Enhancing the Performance of Metal-Supported Solid Oxide Fuel Cells via Infiltration with an Aqueous Solution of Metal Nitrate Salts

The infiltration technique is a cost-effective method to develop nanostructured electrodes that can accelerate sluggish oxygen reduction reaction (ORR) and enhance the electrochemical performance of solid oxide fuel cells (SOFCs) at intermediate temperatures (600-800 °C). For metal-supported SOFCs, identifying a highly efficient ORR catalyst is an ongoing challenge due to lower temperature operation. In this work, nanostructured praseodymium oxide (PrOx) and multiphase heterostructures containing perovskites with the nominal composition of Nd0.6Sr0.4CoO3-δ (NSC), SrCO3, and CoO have been developed via infiltration into the symmetric metal-supported backbone as binary layer composite, and their electrochemical performance has been investigated. The composite demonstrates enhanced electrochemical performance at various temperatures achieving the lowest polarization resistance (Rp) of 0.05 Ω cm2 at 700 °C compared to multiphase NSC alone (0.1 Ω cm2) under similar conditions.
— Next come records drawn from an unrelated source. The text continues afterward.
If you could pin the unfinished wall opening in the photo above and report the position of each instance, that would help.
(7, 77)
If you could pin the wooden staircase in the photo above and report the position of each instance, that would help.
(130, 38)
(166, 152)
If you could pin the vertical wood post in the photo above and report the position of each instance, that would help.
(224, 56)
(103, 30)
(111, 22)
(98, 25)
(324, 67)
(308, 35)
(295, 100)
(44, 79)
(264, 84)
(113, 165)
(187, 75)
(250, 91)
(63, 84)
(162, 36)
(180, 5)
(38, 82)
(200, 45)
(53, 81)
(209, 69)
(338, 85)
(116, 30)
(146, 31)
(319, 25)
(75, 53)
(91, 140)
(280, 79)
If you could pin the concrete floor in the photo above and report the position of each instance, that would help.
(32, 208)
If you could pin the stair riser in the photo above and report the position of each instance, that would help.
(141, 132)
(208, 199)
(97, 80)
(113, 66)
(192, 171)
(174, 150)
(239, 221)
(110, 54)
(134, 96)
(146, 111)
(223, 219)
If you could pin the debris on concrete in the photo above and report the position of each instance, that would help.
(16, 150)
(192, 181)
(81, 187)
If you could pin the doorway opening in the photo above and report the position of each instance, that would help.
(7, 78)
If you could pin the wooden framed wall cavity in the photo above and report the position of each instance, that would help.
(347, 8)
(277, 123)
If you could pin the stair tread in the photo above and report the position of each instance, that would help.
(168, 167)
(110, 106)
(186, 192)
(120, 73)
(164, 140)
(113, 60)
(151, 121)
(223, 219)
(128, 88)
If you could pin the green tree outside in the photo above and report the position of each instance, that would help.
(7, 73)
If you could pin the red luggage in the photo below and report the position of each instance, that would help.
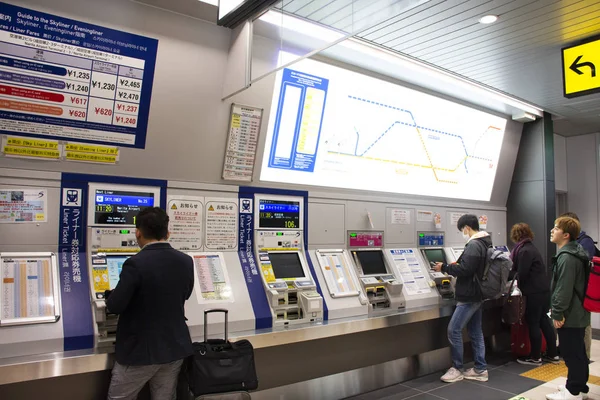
(592, 294)
(519, 339)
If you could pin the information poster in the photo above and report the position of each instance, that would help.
(244, 128)
(27, 288)
(21, 147)
(212, 278)
(185, 222)
(411, 271)
(66, 79)
(338, 274)
(23, 206)
(221, 224)
(400, 217)
(454, 217)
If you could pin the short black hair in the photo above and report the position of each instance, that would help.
(469, 220)
(570, 215)
(153, 223)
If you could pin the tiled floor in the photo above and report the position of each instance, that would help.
(506, 382)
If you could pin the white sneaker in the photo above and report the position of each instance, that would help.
(564, 394)
(452, 375)
(473, 375)
(563, 387)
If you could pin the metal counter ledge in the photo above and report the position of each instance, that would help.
(51, 365)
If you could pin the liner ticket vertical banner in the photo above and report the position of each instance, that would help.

A distribution function of relaxation time (DFRT) analysis using impedance spectroscopy genetic program (ISGP) was carried out to study different electrochemical processes. PrOx significantly improves the processes involved in the ORR. The full cell performance of the composite electrode achieves a peak power density (PPD) of 329 mW·cm-2 at 700 °C in 3%H2O/H2 as fuel.